Motorhome rear mounted cycle carrier
Gaffer tape and pipe lagging are your friends

Which brings me to the point at which I’d like to offer a word or two of warning and a couple of tips to prevent you wasting your money:

Motorhome Bike Rack Covers

If you’re thinking of buying a bicycle cover for the back of your motorhome, here’s few observations which might help:

  1. If it’s for 2 bikes, buy a cover for 3 bikes, to give you any hope at all of covering 2.
  2. The covers are made of cheese. (Well OK, not exactly cheese, but they certainly aren’t as durable as you might expect.)  So, pad all the sticky out bits on your bike before you even think about wrestling with the cover, think peddles, brake levers, handle bars etc.  Pete made some bespoke and reusable padding from bits of pipe lagging and fashioned some very handsome hand crafted handle bar end covers with pipe lagging and gaffer tape.  This will prevent you from rubbing holes in your new bike cover the first time you go out…. We learned the hard way and if you read reviews of rear mounted bike covers, you’ll find many others who’ve managed to rip holes in their covers on their first outing!

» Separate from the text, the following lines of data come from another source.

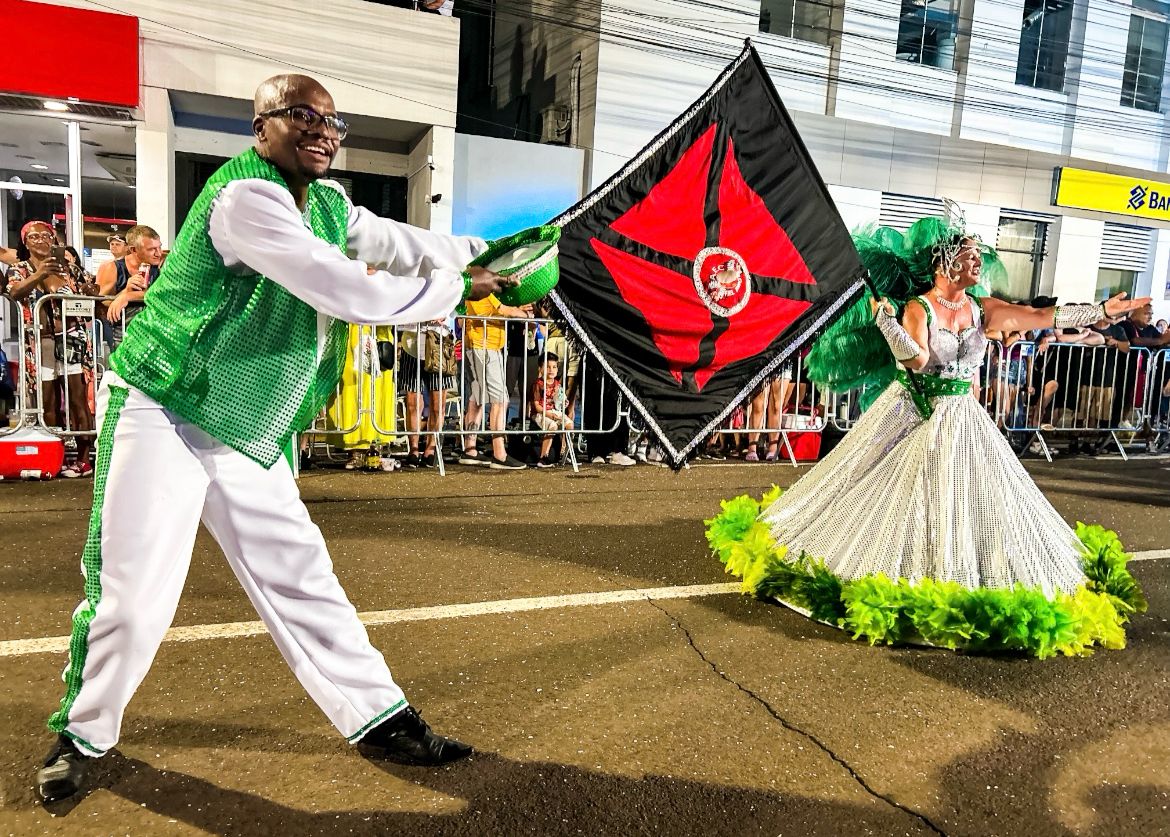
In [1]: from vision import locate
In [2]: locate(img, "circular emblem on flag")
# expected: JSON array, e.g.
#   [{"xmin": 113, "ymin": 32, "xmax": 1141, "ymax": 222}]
[{"xmin": 691, "ymin": 247, "xmax": 751, "ymax": 317}]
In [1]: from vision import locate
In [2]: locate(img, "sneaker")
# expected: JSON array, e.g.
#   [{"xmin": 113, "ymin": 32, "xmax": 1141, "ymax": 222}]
[
  {"xmin": 36, "ymin": 735, "xmax": 94, "ymax": 802},
  {"xmin": 357, "ymin": 706, "xmax": 472, "ymax": 766},
  {"xmin": 459, "ymin": 451, "xmax": 491, "ymax": 466},
  {"xmin": 488, "ymin": 455, "xmax": 528, "ymax": 471}
]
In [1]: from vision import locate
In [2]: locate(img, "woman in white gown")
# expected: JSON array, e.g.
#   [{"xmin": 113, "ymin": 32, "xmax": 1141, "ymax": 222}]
[{"xmin": 708, "ymin": 220, "xmax": 1144, "ymax": 657}]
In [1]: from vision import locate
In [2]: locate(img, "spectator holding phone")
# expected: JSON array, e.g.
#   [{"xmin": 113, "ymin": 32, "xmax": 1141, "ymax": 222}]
[
  {"xmin": 97, "ymin": 224, "xmax": 163, "ymax": 348},
  {"xmin": 5, "ymin": 221, "xmax": 97, "ymax": 476}
]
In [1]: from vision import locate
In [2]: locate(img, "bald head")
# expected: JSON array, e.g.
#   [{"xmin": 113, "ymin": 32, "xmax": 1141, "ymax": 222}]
[
  {"xmin": 252, "ymin": 73, "xmax": 333, "ymax": 116},
  {"xmin": 252, "ymin": 74, "xmax": 345, "ymax": 196}
]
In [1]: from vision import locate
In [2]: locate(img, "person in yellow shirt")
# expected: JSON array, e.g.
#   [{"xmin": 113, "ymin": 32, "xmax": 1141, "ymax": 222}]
[{"xmin": 459, "ymin": 296, "xmax": 532, "ymax": 471}]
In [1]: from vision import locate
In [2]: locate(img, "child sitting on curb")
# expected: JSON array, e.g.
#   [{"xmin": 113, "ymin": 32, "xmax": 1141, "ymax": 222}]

    Rear mounted cycle cover
    Padded bike handlebars ready for the cycle cover.
  3. Getting the bike cover evenly placed over your bicycles, once they are elevated way above head height on the back of the motorhome is a mysterious art and apparently Confucius he say – “Man trying to put bike cover on single handedly has two hopes and one of them is Bob.”  However, this activity will provide hours of spectator sport for your fellow campers on site.  So dear readers, spare your blushes and practice at home first and use Pete’s patented pipe lagging and gaffer tape bar end covers and things will go much more smoothly.
  4. Take a role of gaffer tape with you in the van on your travels, for when you’ve forgotten points 2 and 3 and chafed a chuffing hole in your new cover.
  5. Ignore points 1 to 4 above and just don’t bother covering your bikes.  Save yourself the money and hassle.
Bosch Performance Line CX Motor
The Weighty Bosch Performance Line CX Motor
Thule rear mounted cycle carrier
Thule rear mounted bike carrier with locks

The Dismount

Getting the bikes down off the rear mounted cycle carrier isn’t without it’s challenges either.

Pete’s steel framed road bike is pretty light and relatively straightforward to extract from the rack, however I’ve recently succumbed to the lure of an electric bike.  (More of this in a later post.)  While this new Pedelec machine is the source of much joy to me, it does cause Pete some further problems.  Not least nearly giving him a double hernia when he attempts to lift down over 20kg of electric bike from the chest height Thule cycle carrier.

At the point at which he is attempting his clean and jerk round the back of the van, we are both starting to wonder why on earth we didn’t get a motorhome with a garage and thinking that, what with him fast approaching winter fuel payment age and me with a right dicky back, we may have probably purchased the wrong van.

We’re both thinking it, but at that moment, it just doesn’t seem the time to discuss this currently insurmountable problem, as Pete’s just got a face full of handlebar as the weight of the bike suddenly shifts unexpectedly towards him.

A motorhome with a garage would make life so much easier, although I’m certain that it would also pose its own trials, I’m thinking repeatedly nutting your head on the top of the garage door opening might be one of the downsides.  Any observations on this point from owners of motorhome garages would be most welcome.

Maybe we should have just gone for a walk instead?!